Upon reading a dissatisfied customer’s tweet objecting to having been forced to pay £350 for forgetting to print her boarding ticket, O’Leary offered to charge her an extra £60 “for being so stupid.”

He’s a cartoon of the corporate badger type, and yet O’Leary’s eccentric approach to customer relations has come to define RyanAir beyond the bounds of normal corporate stricture, thereby inuring customers to remarks that would (metaphorically) sink a more conventional airline like BA or United.

This may be called the “Donald Trump effect,” and should not be tried at home.

It should, however, be noted that RyanAir has made efforts to reinvent its brand image in recent years, which has led to fewer headline-grabbing comments from Mr O’Leary.

2. The Doves

Not a bad thing to be.

Consumers are generally forgiving of these beloved organizations, and sometimes express disappointment when organizations of this class apologize too quickly.

A version of this mistake occurred when the Red Cross swiftly retracted a poster some Twitter users felt was offensive.

The Red Cross responded with the standard prescription: Apologize and rectify.

The Twitter response to this seemingly sensible move was resoundingly negative.

Most expressed dismay at the knowledge that the Red Cross would be spending donation money to fix what they felt was a non-issue.

Admittedly, the Red Cross was in a tough position in this instance, but by failing to take into account its own good reputation it missed an opportunity to disarm the anti-capitulation crowd with an even-handed response while still placating those that felt the poster was offensive.

3. The Vultures

Not a lovely category, but this is where many mega-companies (like Merrill-Lynch) find themselves.

Unloved and hard to love, the vultures are best off apologizing quickly and doing their best to move on.

Check out BP’s awful apology for the 2010 Gulf Coast Oil Spill.

The archetypical vulture. It repelled its target audience with an over-the-top “we’re sorry” that struck viewers as insincere.

In this case, the public had a clear – and ungenerous – pre-existing view of one of the world’s largest oil companies.

Attempting to persuade the world that BP felt genuine remorse by lavishing production on a YouTube video only exaggerated its image of corporate coldness.
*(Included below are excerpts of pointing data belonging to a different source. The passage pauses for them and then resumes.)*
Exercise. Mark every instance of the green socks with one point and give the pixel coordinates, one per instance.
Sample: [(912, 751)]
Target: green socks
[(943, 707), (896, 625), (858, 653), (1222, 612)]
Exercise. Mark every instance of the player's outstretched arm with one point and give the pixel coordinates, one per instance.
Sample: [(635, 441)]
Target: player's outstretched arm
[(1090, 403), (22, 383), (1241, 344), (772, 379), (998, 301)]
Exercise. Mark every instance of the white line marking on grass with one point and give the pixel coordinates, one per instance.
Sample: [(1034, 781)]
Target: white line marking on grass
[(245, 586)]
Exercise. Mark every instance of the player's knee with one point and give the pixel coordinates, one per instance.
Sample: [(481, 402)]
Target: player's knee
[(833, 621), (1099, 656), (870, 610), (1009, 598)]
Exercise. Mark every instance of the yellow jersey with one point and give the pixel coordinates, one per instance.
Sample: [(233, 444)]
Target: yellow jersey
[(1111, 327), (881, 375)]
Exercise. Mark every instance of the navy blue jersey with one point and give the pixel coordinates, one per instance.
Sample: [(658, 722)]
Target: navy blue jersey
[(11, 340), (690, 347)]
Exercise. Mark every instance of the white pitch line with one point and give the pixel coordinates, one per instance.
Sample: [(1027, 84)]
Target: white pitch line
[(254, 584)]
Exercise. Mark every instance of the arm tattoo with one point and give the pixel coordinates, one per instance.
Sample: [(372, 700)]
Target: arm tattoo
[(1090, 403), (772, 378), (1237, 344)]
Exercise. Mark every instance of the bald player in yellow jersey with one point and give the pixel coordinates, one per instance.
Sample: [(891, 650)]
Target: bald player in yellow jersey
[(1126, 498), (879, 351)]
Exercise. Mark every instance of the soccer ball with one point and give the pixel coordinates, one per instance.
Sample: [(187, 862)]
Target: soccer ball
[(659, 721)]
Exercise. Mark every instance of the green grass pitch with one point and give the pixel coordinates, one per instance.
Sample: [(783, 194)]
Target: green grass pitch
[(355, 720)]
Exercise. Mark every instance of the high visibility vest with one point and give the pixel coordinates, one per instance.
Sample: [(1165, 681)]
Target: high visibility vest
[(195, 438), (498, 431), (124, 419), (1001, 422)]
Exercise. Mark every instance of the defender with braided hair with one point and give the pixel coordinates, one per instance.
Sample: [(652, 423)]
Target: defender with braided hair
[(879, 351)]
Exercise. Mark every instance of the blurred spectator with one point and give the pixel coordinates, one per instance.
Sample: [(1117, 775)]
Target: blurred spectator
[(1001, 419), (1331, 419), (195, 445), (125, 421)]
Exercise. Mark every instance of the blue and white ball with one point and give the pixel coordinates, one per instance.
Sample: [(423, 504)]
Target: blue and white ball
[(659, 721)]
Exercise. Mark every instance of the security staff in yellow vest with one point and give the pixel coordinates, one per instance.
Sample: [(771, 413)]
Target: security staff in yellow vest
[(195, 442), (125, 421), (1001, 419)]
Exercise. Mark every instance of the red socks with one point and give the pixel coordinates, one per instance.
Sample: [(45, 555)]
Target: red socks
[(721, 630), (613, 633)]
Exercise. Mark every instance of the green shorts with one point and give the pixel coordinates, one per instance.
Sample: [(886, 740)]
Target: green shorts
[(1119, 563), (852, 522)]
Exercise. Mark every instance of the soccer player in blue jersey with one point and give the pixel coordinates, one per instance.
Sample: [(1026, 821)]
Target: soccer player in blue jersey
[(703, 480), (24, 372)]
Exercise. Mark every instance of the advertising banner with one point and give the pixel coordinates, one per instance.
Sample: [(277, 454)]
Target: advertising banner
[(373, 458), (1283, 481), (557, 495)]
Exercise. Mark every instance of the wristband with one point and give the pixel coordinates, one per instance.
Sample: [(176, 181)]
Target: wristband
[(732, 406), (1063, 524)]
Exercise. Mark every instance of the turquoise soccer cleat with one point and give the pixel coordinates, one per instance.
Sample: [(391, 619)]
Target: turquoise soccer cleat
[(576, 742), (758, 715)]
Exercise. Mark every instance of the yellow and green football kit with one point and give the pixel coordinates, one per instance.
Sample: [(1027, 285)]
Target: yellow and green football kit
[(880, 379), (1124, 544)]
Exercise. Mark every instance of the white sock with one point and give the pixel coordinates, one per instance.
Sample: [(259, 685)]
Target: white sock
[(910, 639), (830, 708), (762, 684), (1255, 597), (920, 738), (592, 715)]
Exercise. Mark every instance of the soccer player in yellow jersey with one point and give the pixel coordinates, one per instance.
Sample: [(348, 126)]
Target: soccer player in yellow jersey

A straightforward, unadorned apology for and acknowledgement of the disaster would not have appeared patronising to the concerned public.

The Takeaway?

Marketers should craft an online persona in line with what customers expect of a company, especially for times of crisis.

There are no hard and fast rules when it comes to crafting a response to a dissatisfied public, but customers generally prefer sincerity over remorse.

Organizations that remember what they are know how much they can get away with (think Steve Jobs) and tend to survive these ordeals with a minimum of dignity lost in the tussle.

Organizations like the Red Cross that forget their good-standing tend to suffer, and the Vultures that never had a good reputation to begin with… well, they do what they can.